Nel segmento mobile, il primo elemento che si evince è la già citata sostituzione del servizio di comunicazione vocale tradizionale con i metodi alternativi legati alle piattaforme online. Anche per questa ragione, si amplia il divario tra le SIM che utilizzato solo i servizi voce e quelle impiegate anche per l’accesso alla rete. Inoltre, il traffico medio mensile delle SIM che effettuano solamente traffico dati è cresciuto del 55,6% rispetto al 2017 e del 396% rispetto al 2013, come riporta il grafico in basso.

Analizzando adesso l’ARPU, si nota che i ricavi medi unitari per SIM e per utente sono scesi rispettivamente del 4,5% e del 6,4%, in particolare nella loro componente voce. Cresce invece la spesa per i terminali.

In basso, un doppio grafico con i ricavi medi per SIM e per utente in euro all’anno. Come è possibile notare, a guidare l’ARPU è il traffico dati, nonostante la recente flessione sopra citata.: secondo quanto riportato, infatti, i ricavi da servizi voce sono in media di 2,49 centesimi al minuto, i ricavi per gli SMS sono di 3,94 centesimi a messaggio e i ricavi per traffico dati sono di 1,87 euro per ogni Gigabyte.

Prima di analizzare le portabilità, l’AGCOM espone le quote di mercato degli operatori, che corrispondono a quelle dell’ultimo Osservatorio. TIM risulta in testa nel 2018, in crescita dell’1,4%, seguita da Vodafone e Wind Tre che perdono rispetto al 2017 rispettivamente lo 0,7% e il 2%. Al quarto posto Iliad con lo 0,8% di crescita.

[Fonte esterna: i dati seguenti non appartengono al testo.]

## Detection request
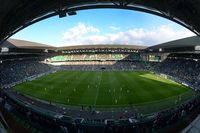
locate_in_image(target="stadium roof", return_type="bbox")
[0,0,200,43]
[147,36,200,52]
[0,39,55,50]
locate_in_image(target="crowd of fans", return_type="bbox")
[0,55,200,132]
[60,61,145,71]
[0,60,53,86]
[153,58,200,88]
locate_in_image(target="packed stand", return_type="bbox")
[0,60,53,86]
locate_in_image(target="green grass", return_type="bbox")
[14,71,194,113]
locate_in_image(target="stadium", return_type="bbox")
[0,0,200,133]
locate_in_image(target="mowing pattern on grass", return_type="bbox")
[14,71,194,107]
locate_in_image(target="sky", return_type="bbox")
[11,9,195,47]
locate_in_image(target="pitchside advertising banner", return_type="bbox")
[1,47,9,53]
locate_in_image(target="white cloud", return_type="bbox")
[63,23,195,46]
[109,26,120,31]
[63,23,100,40]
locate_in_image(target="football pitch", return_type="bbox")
[14,71,194,113]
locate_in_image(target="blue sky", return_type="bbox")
[11,9,195,47]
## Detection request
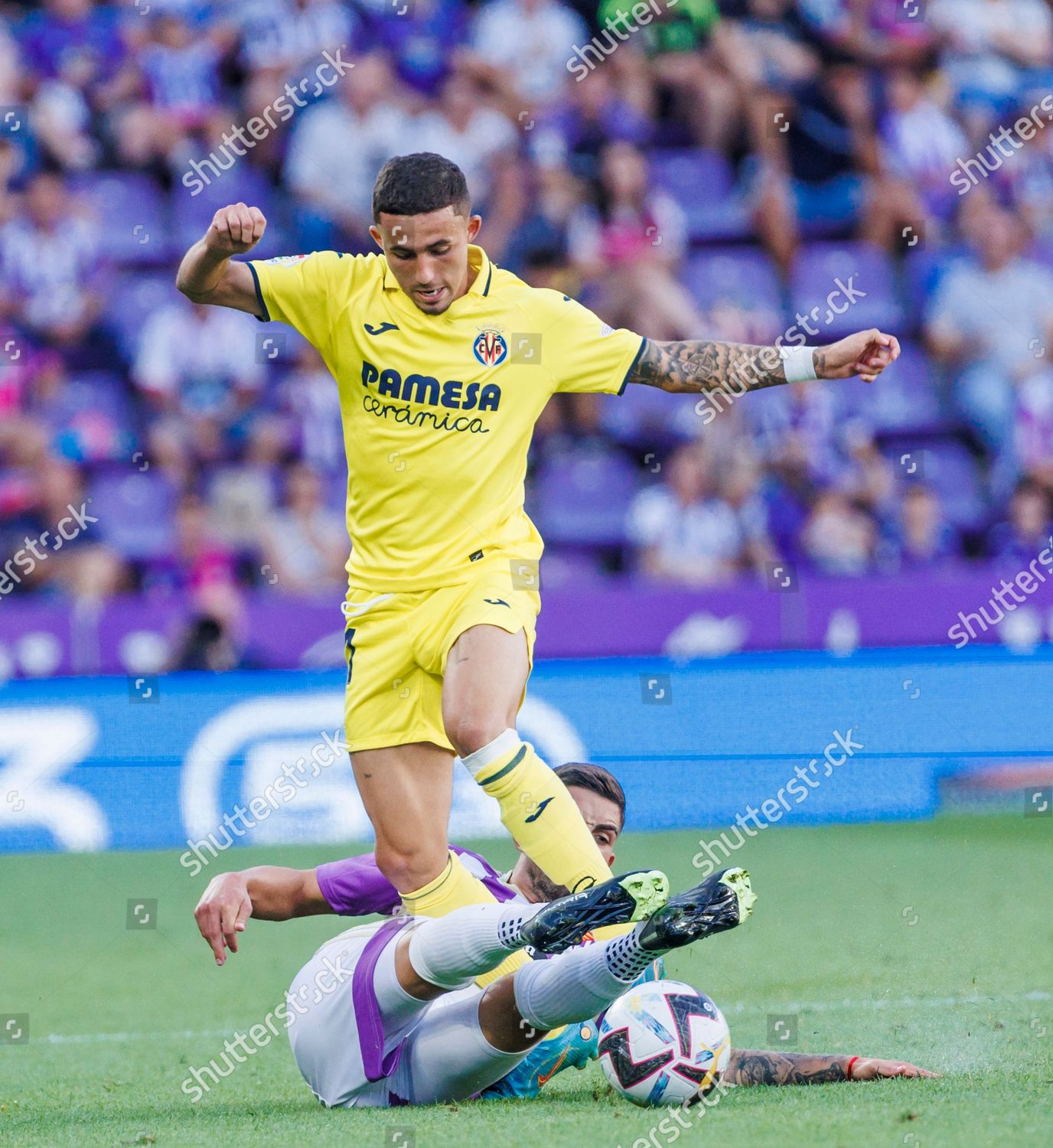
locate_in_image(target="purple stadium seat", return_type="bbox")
[534,450,636,546]
[881,435,987,530]
[902,243,968,321]
[91,468,176,560]
[838,341,953,434]
[36,371,135,463]
[107,271,183,360]
[599,385,702,454]
[71,171,172,266]
[682,247,783,316]
[650,148,751,240]
[789,243,902,344]
[172,161,282,250]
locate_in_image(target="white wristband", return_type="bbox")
[778,347,819,383]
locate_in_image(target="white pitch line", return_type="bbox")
[41,1028,236,1045]
[41,989,1053,1045]
[722,989,1053,1014]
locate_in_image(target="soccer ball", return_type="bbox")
[598,980,732,1107]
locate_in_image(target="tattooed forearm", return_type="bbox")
[628,339,787,394]
[722,1049,849,1085]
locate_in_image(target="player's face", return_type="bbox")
[370,207,482,315]
[517,785,621,902]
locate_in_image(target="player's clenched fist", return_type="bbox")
[204,204,266,255]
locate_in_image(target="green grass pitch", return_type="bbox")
[0,817,1053,1148]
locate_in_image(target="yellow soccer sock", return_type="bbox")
[464,730,611,892]
[402,853,530,989]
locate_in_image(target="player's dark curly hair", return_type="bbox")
[555,762,624,833]
[373,152,472,223]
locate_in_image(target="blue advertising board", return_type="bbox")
[0,647,1053,852]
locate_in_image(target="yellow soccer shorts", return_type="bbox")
[344,559,541,753]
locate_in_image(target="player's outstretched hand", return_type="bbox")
[852,1058,939,1081]
[815,328,899,383]
[194,872,253,964]
[204,204,266,255]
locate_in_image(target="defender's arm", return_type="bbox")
[628,328,899,394]
[176,204,266,318]
[721,1049,939,1085]
[194,865,333,964]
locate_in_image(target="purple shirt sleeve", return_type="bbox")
[315,845,516,918]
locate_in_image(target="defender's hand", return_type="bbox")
[204,204,266,256]
[194,872,253,964]
[815,328,899,383]
[852,1058,939,1081]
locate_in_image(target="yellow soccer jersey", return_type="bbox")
[249,246,643,590]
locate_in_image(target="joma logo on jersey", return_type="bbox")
[472,331,509,367]
[362,360,500,411]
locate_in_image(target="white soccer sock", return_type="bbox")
[410,902,543,990]
[514,929,656,1031]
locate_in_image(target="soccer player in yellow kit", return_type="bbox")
[177,153,899,916]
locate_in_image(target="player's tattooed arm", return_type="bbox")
[722,1049,938,1085]
[629,339,787,392]
[627,328,899,394]
[722,1049,849,1085]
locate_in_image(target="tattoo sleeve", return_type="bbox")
[722,1049,849,1085]
[628,339,804,394]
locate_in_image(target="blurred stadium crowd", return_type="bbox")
[0,0,1053,611]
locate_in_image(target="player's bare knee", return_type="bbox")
[445,713,509,758]
[374,843,449,893]
[479,977,548,1053]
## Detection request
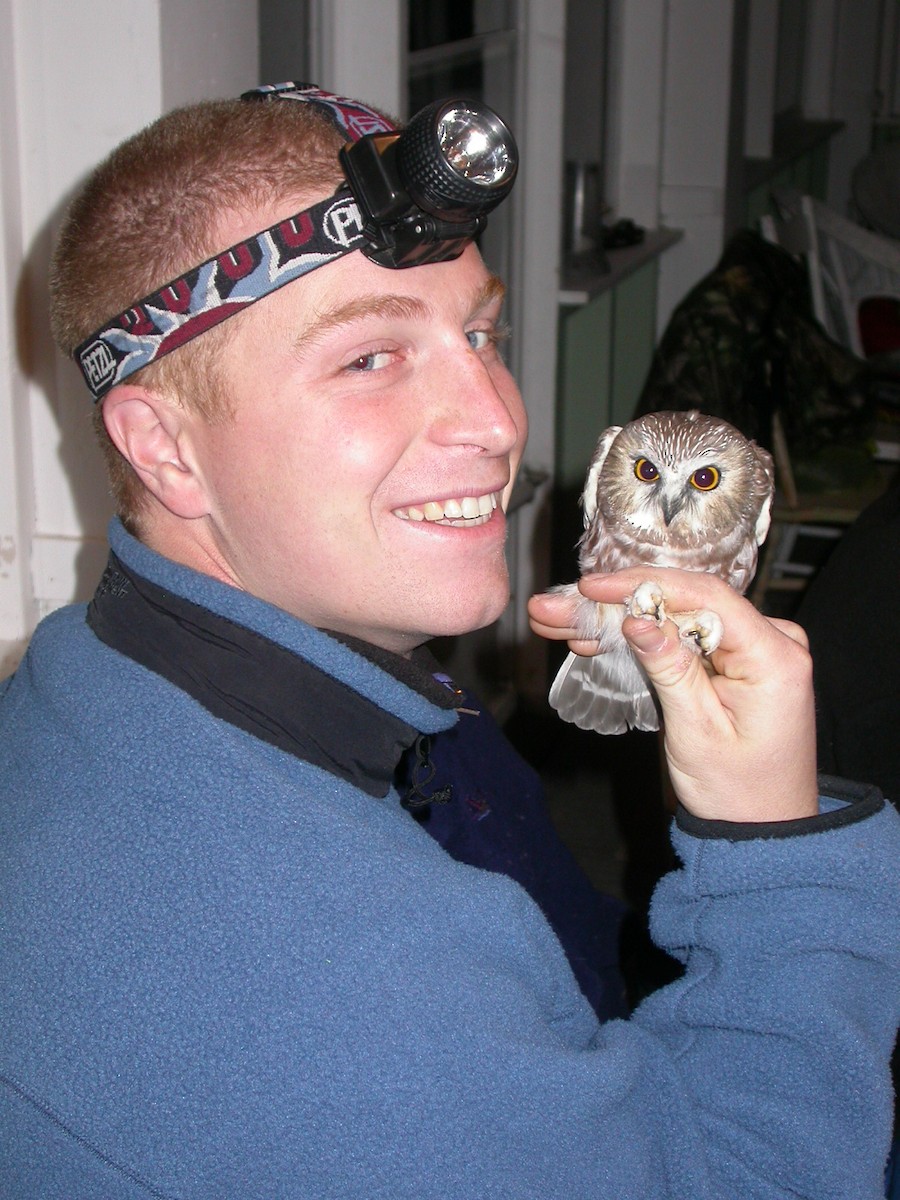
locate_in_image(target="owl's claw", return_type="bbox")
[625,580,666,625]
[672,610,725,654]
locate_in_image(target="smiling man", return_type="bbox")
[0,89,900,1200]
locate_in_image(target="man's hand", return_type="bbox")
[528,566,818,822]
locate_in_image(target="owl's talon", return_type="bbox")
[673,611,725,654]
[625,580,666,625]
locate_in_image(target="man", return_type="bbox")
[0,87,900,1200]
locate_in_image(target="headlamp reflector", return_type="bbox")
[437,106,516,187]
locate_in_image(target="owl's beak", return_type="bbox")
[660,493,684,526]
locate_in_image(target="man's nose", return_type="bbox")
[432,353,524,455]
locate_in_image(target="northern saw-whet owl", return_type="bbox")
[550,409,774,733]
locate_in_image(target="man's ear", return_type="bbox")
[102,383,209,518]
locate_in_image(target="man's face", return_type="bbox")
[181,237,527,653]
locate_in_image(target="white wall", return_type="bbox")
[0,0,258,674]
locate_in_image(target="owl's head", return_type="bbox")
[583,410,774,545]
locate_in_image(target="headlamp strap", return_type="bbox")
[241,82,396,142]
[74,83,394,401]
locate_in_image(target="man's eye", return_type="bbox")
[347,350,390,371]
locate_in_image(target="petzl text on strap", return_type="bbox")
[74,83,392,401]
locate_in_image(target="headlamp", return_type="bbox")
[74,83,518,400]
[338,100,518,268]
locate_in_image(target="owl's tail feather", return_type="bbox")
[550,654,659,733]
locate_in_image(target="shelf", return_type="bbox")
[559,227,684,307]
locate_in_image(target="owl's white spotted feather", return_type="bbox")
[550,410,774,733]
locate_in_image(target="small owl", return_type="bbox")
[550,410,774,733]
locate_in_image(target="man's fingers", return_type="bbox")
[622,617,721,718]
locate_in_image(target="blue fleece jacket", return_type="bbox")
[0,520,900,1200]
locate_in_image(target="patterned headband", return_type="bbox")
[74,83,394,401]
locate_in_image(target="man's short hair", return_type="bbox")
[50,100,355,530]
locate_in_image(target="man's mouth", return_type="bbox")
[394,492,499,528]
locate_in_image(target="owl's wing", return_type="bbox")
[550,648,659,733]
[751,442,775,546]
[581,425,622,529]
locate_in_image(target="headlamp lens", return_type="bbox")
[437,106,515,187]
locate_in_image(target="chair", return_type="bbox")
[760,192,900,359]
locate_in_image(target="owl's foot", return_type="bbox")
[625,580,666,625]
[672,610,725,654]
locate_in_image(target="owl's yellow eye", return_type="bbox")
[691,467,719,492]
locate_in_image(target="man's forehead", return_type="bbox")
[284,262,505,350]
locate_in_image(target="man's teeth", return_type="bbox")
[394,492,499,526]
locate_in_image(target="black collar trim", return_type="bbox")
[88,553,454,798]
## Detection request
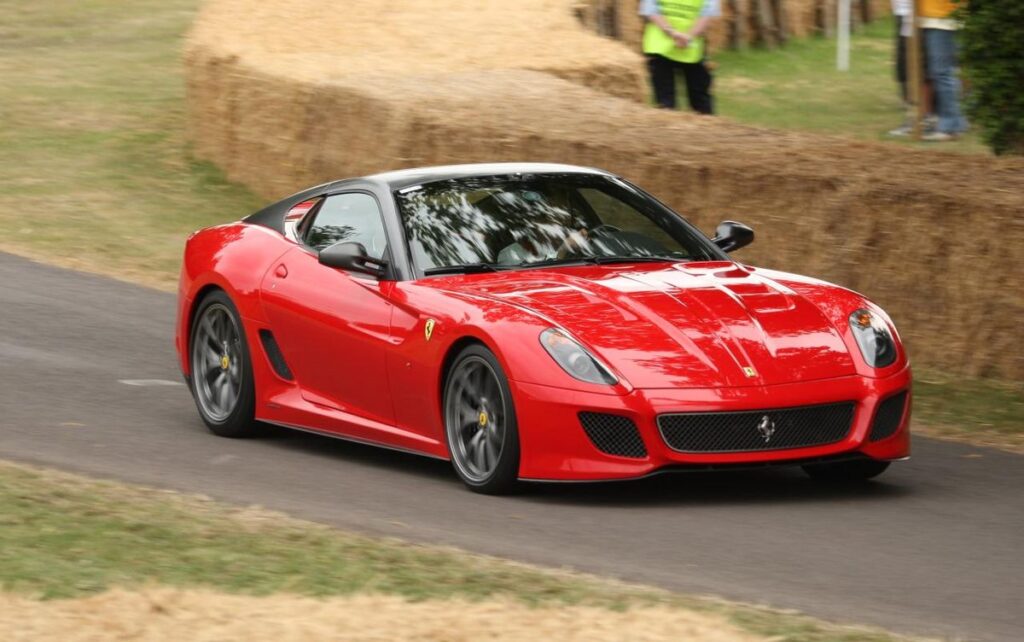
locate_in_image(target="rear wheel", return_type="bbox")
[444,345,519,495]
[803,459,889,483]
[188,290,258,437]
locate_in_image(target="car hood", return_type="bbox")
[438,262,855,388]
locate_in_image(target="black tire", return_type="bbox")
[802,459,889,483]
[441,344,519,495]
[188,290,261,437]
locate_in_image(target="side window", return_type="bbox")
[305,194,387,259]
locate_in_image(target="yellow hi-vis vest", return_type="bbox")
[643,0,705,62]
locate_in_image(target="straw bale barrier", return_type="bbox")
[186,0,1024,379]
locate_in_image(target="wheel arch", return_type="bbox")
[435,335,489,407]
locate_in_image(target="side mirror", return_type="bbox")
[712,221,754,252]
[318,242,387,279]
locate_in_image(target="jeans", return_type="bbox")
[922,29,967,134]
[647,55,715,114]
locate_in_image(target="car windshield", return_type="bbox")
[395,174,725,274]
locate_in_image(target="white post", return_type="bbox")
[836,0,850,72]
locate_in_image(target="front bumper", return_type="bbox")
[512,368,911,481]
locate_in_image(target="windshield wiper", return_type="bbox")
[584,256,686,265]
[423,263,499,276]
[516,256,688,267]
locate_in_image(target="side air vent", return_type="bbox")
[580,413,647,459]
[259,330,294,381]
[869,390,906,441]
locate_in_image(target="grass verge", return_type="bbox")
[0,0,259,289]
[0,462,929,642]
[913,371,1024,454]
[714,18,990,154]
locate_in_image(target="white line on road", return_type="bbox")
[118,379,185,386]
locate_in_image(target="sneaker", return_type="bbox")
[921,131,957,142]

Invece, òe quote di mercato degli operatori virtuali sono, nel complesso, pari a 568 milioni di euro. Rispetto al 2017 PosteMobile ha subito un calo del 3,5%, pur restando il virtuale con la maggior quota di mercato (il 39,2% del totale). E’ cresciuto invece Fastweb (+5%) e Coop Italia (+1,3%), mentre Tiscali ha mantenuto la sua posizione con una riduzione della quota di mercato dello 0,5% rispetto al 2017.

Passando alle portabilità, quello presentato è l’indice di movimentazione dinamica, che è dato dal rapporto tra la somma algebrica delle linee acquisite e di quelle dismesse (al numeratore) e la base clienti media al netto delle sim M2M (al denominatore).

Secondo questo indice, la movimentazione in entrata e in uscita è aumentata sensibilmente, raggiungendo in media il valore del 72,1% rispetto all’anno precedente: secondo i dati ottenuti, le portabilità sono infatti cresciute di 17 milioni rispetto al 2017. In basso, alcuni grafici sull’argomento.

Per finire, si cita un ultimo interessante trend rilevato dall’Autorità nell’analisi di quest’anno. Secondo i dati riportati, le SIM M2M (Machine to Machine) dal 2011 a fine 2018 sono più che quadruplicate, sfiorando circa 21 milioni di unità. Il trend risulta in accelerazione anno su anno e l’Autorità ritiene che attualmente circa l’80% delle SIM di questo tipo si concentri nella mobilità e nelle utility; a ricoprire un posto di rilievo, infatti sembra ancora essere il segmento delle auto connesse. E con l’avvento del 5G i valori potrebbero mutare sensibilmente.